URL: http://svn.apache.org/r1575427
Log:
PDFBOX-1164: add heuristic by Timo Boehme to detect wrongly assumed end of inline image

Modified:
    pdfbox/branches/1.8/pdfbox/src/main/java/org/apache/pdfbox/pdfparser/PDFStreamParser.java

Modified: pdfbox/branches/1.8/pdfbox/src/main/java/org/apache/pdfbox/pdfparser/PDFStreamParser.java
URL: http://svn.apache.org/viewvc/pdfbox/branches/1.8/pdfbox/src/main/java/org/apache/pdfbox/pdfparser/PDFStreamParser.java?rev=1575427&r1=1575426&r2=1575427&view=diff
==============================================================================
--- pdfbox/branches/1.8/pdfbox/src/main/java/org/apache/pdfbox/pdfparser/PDFStreamParser.java (original)

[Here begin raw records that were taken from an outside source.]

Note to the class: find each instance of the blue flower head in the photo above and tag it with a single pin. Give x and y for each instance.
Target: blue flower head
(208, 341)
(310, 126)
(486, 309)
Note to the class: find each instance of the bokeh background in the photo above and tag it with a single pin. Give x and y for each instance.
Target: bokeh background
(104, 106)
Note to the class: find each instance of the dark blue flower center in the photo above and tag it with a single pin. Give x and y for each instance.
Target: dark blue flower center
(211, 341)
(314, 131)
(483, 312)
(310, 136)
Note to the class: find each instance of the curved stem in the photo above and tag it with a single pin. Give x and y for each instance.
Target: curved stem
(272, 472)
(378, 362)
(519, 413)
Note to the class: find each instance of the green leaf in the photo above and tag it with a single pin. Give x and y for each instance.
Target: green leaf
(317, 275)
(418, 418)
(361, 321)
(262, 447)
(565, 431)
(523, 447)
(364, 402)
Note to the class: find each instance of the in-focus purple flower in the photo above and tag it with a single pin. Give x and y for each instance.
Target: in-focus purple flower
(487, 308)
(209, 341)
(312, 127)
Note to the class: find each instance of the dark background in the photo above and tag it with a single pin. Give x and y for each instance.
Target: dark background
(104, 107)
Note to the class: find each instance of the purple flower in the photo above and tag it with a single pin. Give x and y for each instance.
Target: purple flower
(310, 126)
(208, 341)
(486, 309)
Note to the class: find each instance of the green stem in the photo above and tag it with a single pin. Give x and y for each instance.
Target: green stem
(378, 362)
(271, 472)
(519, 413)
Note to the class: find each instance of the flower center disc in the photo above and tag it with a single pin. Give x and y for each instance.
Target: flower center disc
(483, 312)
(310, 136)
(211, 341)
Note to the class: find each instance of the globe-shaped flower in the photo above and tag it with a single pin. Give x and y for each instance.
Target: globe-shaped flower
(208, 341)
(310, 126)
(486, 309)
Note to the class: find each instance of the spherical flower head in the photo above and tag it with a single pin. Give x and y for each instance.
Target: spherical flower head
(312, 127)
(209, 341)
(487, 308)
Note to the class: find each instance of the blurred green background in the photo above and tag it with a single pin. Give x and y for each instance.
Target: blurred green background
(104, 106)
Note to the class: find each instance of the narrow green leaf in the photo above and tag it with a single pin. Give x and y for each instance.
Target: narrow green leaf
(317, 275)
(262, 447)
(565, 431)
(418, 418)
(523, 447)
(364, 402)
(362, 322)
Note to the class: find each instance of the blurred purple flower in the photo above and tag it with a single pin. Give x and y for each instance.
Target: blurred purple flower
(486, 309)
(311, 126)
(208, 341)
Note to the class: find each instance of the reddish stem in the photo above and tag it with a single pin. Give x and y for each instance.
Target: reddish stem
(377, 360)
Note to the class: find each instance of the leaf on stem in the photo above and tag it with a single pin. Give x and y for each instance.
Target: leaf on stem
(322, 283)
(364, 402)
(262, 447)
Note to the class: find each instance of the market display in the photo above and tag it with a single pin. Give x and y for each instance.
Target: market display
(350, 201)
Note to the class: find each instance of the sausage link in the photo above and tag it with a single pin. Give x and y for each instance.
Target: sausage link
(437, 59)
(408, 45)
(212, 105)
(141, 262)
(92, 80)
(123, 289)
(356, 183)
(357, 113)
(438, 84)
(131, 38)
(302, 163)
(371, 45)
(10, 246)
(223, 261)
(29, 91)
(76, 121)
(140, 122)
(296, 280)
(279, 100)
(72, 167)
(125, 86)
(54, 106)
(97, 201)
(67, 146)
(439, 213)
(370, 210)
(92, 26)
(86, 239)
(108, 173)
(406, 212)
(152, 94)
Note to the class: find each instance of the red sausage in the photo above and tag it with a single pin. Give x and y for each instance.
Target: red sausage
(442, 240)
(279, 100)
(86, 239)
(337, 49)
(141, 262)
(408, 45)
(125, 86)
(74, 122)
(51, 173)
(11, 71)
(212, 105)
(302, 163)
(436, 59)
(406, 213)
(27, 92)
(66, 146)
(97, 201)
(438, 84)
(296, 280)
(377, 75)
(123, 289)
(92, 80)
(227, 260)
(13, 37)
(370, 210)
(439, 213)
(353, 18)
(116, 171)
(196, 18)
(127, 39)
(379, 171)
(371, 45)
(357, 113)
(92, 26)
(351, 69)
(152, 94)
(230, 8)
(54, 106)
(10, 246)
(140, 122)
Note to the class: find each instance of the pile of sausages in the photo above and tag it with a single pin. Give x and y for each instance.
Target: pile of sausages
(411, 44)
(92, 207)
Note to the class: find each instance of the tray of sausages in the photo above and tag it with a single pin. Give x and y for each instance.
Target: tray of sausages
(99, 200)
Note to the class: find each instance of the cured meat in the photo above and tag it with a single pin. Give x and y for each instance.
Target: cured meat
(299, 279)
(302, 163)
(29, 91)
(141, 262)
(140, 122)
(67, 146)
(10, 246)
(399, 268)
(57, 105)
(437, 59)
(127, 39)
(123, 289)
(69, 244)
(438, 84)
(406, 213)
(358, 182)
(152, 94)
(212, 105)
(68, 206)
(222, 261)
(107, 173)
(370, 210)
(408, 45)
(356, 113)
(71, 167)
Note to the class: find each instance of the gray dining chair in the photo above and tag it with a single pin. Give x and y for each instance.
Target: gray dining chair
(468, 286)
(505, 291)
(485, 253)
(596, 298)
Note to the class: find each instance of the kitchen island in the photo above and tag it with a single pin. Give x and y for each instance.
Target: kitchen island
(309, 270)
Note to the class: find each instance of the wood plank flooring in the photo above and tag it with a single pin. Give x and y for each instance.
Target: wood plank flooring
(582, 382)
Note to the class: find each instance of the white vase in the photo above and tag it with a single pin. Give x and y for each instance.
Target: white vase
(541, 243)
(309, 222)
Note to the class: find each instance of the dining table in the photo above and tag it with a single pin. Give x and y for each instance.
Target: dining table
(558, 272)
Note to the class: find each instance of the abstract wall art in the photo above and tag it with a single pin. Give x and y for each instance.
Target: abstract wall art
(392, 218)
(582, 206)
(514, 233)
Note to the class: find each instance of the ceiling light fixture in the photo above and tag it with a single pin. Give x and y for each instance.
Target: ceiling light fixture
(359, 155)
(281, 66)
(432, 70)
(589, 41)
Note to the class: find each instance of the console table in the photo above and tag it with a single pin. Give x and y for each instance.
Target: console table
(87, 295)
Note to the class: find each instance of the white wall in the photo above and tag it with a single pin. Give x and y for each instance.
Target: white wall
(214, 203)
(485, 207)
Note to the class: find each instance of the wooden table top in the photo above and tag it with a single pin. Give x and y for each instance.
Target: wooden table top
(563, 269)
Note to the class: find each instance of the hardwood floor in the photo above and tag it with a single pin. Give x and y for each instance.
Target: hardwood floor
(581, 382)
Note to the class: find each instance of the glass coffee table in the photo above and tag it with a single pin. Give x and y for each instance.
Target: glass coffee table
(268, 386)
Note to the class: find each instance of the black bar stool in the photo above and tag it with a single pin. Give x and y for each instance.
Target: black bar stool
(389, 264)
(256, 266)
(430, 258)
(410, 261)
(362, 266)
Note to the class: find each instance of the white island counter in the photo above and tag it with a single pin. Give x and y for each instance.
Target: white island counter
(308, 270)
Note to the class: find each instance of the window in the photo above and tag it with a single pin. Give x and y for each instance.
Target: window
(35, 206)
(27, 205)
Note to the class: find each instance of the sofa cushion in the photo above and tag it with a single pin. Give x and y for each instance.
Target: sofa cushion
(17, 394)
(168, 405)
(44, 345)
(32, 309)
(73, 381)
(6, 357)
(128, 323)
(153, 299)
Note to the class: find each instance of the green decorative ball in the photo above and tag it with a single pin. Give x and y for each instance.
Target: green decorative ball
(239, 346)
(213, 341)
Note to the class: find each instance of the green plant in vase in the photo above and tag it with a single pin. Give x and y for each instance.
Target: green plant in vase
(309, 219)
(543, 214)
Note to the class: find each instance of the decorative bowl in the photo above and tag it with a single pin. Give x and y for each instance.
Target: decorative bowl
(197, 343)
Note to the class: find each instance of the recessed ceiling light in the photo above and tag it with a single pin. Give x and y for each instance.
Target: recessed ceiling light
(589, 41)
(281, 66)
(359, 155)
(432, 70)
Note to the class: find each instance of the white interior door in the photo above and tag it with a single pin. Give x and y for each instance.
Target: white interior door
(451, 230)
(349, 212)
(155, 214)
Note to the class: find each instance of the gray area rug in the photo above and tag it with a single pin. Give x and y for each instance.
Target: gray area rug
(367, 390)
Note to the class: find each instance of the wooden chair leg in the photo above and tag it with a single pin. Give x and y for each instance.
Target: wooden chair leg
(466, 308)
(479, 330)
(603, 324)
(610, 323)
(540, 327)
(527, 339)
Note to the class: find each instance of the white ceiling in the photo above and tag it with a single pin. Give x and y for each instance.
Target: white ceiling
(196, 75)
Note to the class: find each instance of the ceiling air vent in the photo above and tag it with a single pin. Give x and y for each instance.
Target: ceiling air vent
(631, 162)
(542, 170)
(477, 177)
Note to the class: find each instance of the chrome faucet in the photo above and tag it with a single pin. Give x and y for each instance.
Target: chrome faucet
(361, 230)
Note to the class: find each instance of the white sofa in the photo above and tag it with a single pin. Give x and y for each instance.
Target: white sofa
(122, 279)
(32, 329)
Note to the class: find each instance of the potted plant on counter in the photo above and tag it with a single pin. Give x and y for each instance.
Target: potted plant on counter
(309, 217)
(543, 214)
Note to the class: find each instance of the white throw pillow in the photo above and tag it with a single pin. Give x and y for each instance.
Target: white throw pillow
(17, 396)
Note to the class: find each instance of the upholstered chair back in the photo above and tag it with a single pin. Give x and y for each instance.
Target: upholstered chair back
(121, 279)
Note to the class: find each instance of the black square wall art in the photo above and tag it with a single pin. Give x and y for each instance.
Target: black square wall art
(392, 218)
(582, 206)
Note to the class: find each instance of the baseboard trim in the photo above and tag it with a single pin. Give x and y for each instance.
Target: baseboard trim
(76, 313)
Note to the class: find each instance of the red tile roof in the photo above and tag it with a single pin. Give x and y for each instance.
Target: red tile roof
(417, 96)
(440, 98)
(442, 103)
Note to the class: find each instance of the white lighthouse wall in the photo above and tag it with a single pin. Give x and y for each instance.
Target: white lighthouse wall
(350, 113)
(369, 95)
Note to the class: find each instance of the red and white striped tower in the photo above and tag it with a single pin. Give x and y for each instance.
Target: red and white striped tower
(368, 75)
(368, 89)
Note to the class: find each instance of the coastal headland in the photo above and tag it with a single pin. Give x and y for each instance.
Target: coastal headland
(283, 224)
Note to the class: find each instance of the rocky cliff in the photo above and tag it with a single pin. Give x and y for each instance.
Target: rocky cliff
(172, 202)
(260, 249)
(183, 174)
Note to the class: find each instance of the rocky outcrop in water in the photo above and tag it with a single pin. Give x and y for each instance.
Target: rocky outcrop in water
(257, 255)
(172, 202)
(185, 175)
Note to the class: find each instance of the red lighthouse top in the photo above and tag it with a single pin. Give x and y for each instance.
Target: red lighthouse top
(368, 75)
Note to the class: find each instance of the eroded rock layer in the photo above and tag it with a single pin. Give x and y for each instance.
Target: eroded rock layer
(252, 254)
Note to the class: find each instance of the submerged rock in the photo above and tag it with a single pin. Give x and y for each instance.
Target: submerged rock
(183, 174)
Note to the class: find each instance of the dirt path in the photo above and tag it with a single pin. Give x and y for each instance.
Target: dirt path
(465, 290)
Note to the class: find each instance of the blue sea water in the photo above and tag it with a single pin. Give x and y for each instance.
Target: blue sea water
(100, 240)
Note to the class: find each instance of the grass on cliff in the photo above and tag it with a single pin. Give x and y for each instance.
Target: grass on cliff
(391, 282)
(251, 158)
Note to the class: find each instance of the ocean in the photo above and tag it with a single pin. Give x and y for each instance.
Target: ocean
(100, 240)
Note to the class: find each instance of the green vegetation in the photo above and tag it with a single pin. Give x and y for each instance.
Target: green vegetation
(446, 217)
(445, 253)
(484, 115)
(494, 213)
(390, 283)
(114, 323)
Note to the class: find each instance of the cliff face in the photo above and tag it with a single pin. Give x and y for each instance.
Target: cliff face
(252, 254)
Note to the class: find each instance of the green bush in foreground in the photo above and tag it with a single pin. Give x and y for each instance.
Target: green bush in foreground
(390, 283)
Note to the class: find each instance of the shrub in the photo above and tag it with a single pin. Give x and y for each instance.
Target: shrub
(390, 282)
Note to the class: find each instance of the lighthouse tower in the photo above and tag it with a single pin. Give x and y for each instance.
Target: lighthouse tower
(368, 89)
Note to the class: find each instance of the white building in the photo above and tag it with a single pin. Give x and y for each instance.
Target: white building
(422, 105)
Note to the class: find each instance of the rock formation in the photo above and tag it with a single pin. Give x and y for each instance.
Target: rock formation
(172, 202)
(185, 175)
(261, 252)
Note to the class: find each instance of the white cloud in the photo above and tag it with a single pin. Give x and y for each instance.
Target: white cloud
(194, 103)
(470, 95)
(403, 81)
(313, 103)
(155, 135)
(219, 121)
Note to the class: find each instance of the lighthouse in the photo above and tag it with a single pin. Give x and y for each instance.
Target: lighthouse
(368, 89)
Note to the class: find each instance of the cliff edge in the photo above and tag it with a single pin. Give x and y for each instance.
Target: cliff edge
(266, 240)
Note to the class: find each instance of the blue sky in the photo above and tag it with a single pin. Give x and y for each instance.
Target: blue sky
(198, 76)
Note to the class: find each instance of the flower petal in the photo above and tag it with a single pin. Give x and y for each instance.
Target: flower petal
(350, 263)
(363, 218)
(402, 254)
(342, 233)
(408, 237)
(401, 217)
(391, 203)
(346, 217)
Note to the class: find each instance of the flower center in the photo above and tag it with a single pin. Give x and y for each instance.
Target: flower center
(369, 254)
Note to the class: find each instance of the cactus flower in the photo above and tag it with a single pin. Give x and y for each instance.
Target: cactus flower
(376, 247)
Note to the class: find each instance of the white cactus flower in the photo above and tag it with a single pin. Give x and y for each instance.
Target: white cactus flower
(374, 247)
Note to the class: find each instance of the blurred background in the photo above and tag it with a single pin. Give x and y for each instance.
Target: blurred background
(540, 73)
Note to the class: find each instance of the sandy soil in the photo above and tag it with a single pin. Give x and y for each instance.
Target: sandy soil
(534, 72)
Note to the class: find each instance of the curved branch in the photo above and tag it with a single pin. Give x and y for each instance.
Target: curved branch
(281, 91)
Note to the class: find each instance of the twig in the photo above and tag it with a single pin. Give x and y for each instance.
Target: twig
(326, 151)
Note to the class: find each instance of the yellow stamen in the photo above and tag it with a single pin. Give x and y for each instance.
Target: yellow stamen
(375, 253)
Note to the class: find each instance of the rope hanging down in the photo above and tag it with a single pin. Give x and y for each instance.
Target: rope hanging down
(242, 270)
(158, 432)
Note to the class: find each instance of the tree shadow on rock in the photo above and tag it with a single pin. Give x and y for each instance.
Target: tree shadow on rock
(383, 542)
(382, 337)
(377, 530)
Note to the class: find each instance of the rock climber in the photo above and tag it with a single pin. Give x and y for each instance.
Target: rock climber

+++ pdfbox/branches/1.8/pdfbox/src/main/java/org/apache/pdfbox/pdfparser/PDFStreamParser.java Fri Mar  7 22:03:59 2014
@@ -19,6 +19,7 @@ package org.apache.pdfbox.pdfparser;
 import java.io.ByteArrayOutputStream;
 import java.io.IOException;
 import java.io.InputStream;
+import java.io.PushbackInputStream;
 import java.util.ArrayList;
 import java.util.Iterator;
 import java.util.List;
@@ -47,6 +48,8 @@ public class PDFStreamParser extends Bas
 {
     private List<Object> streamObjects = new ArrayList<Object>( 100 );
     private RandomAccess file;
+    private final int    maxBinCharTestLength = 5;
+    private final byte[] binCharTestArr = new byte[maxBinCharTestLength];
 
     /**
      * Constructor that takes a stream to parse.
@@ -393,7 +396,8 @@ public class PDFStreamParser extends Bas
                 // Be aware not all kind of whitespaces are allowed here. see PDFBOX1561
                 while( !(lastByte == 'E' &&
                          currentByte == 'I' &&
-                         isSpaceOrReturn()) &&
+                         isSpaceOrReturn() &&
+                         hasNoFollowingBinData( pdfSource )) &&
                        !pdfSource.isEOF() )
                 {
                     imageData.write( lastByte );
@@ -435,6 +439,37 @@ public class PDFStreamParser extends Bas
     }
 
     /**
+     * Looks up next 5 bytes if they contain only ASCII characters (no control
+     * sequences etc.).
+     *
+     * @return <code>true</code> if next 5 bytes are printable ASCII characters,
+     * otherwise <code>false</code>
+     */
+    private boolean hasNoFollowingBinData(final PushbackInputStream pdfSource) 
+            throws IOException
+    {
+        // as suggested in PDFBOX-1164
+        final int readBytes = pdfSource.read(binCharTestArr, 0, maxBinCharTestLength);
+        boolean noBinData = true;
+        
+        if (readBytes > 0)
+        {
+            for (int bIdx = 0; bIdx < readBytes; bIdx++)
+            {
+                final byte b = binCharTestArr[bIdx];
+                if ((b < 0x09) || ((b > 0x0a) && (b < 0x20) && (b != 0x0d)))
+                {
+                    // control character or > 0x7f -> we have binary data
+                    noBinData = false;
+                    break;
+                }
+            }
+            pdfSource.unread(binCharTestArr, 0, readBytes);
+        }
+        return noBinData;
+    }
+
+    /**
      * This will read an operator from the stream.
      *
      * @return The operator that was read from the stream.